1 files changed, 26 insertions, 0 deletions
diff --git a/research/flossing/report_bundle_20260603/tables/meeting_figures_v2_report.md b/research/flossing/report_bundle_20260603/tables/meeting_figures_v2_report.md
new file mode 100644
index 0000000..5158c99
--- /dev/null
+++ b/research/flossing/report_bundle_20260603/tables/meeting_figures_v2_report.md
@@ -0,0 +1,26 @@
+# Meeting Figures v2
+
+## Figure Strategy
+
+0. `fig0_motivation_lambda1_success_failure_hrm_trm.png`: first-exponent success/failure distribution in HRM and TRM. This motivates chaos as a detector before introducing the method.
+1. `fig1_hrm_trm_training_curves.png`: performance over training for HRM and TRM. This answers whether the method improves accuracy and where best/final are.
+2. `fig2_accuracy_vs_chaotic_volume_phase.png`: phase view, with accuracy versus mean top-8 Lyapunov exponent. This answers whether better checkpoints are dynamically more stable.
+3. `fig3_hrm_trm_success_failure_spectra.png`: full success/failure spectrum separation for HRM and TRM best checkpoints. This extends Fig0 beyond λ1.
+4. `fig4_ptrm_same_subset_comparison.png`: PTRM same-subset result. This is a secondary inference-time story.
+5. `fig5_qhead_vs_lambda1_ptrm.png`: PTRM Q-head halt logit versus finite-difference stability proxy `-lambda_1`. The bottom row isolates mixed problems where trajectory selection actually matters.
+
+## Key Numbers
+
+- HRM baseline best: 0.5265 exact. HRM multi4 best: 0.6443 exact. HRM multi4 final: 0.4624 exact.

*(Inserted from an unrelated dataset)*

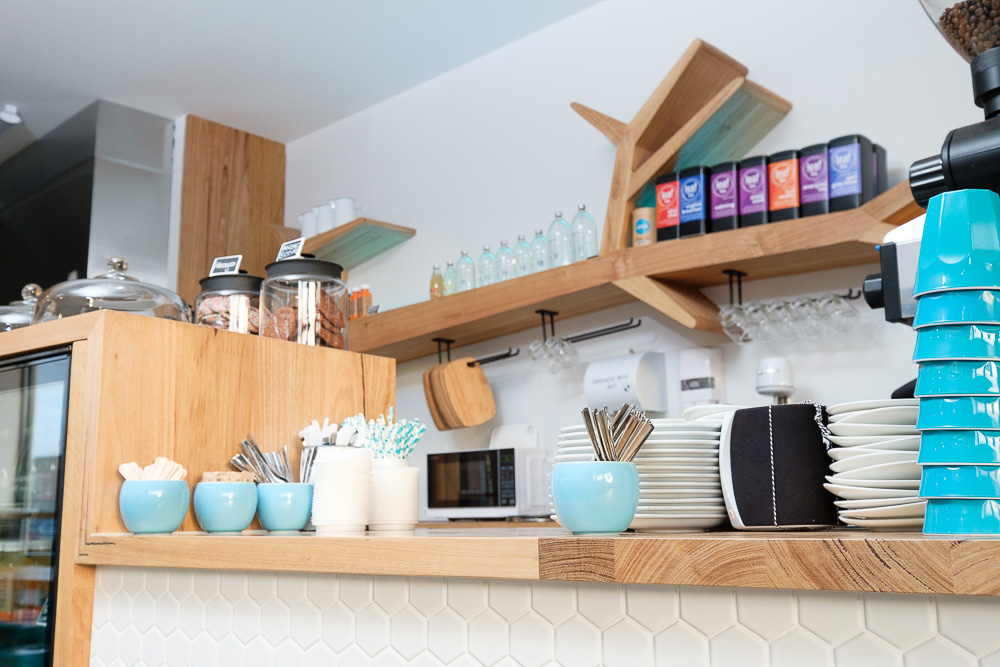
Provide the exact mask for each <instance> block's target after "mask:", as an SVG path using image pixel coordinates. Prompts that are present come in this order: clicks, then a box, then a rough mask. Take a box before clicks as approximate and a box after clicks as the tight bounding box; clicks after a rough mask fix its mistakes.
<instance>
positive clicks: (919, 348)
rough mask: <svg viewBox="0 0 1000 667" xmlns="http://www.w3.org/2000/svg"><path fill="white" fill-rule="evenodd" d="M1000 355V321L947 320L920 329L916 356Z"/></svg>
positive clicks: (973, 358) (931, 359) (916, 350)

+- TRM baseline best: 0.8686 exact. TRM multi4 best: 0.8965 exact. TRM multi4 final: 0.8351 exact.
+- HRM multi4 best dynamics sample: mean top-8 exponent -0.1122; final -0.0407.
+- TRM multi4 best dynamics sample: mean top-8 exponent +0.0066; final +0.0185.
+- PTRM same subset, K=100: Q-selected 0.984 -> 0.988; mean rollout 0.942 -> 0.954.
+- PTRM Q-vs-stability, K=25/N=512: mixed-problem Pearson is 0.786 for baseline and 0.791 for multi4. In both runs, Q-max selection and lambda-min selection reach the same oracle exact accuracy on this subset.
+
+## Caveats
+
+- Dynamics spectra use N=512 diagnostic samples, not the full test set.
+- PTRM numbers use a fixed N=1000 subset; do not mix its deterministic subset accuracy with full-test W&B exact accuracy.
+- Final checkpoints are collapse diagnostics, not the method's reported performance.
+- Q-head is not a pure lambda ranker: global Spearman is weak because most problems are all-success/all-failure across K rollouts. The strongest evidence is the mixed-problem class separation and selector equivalence.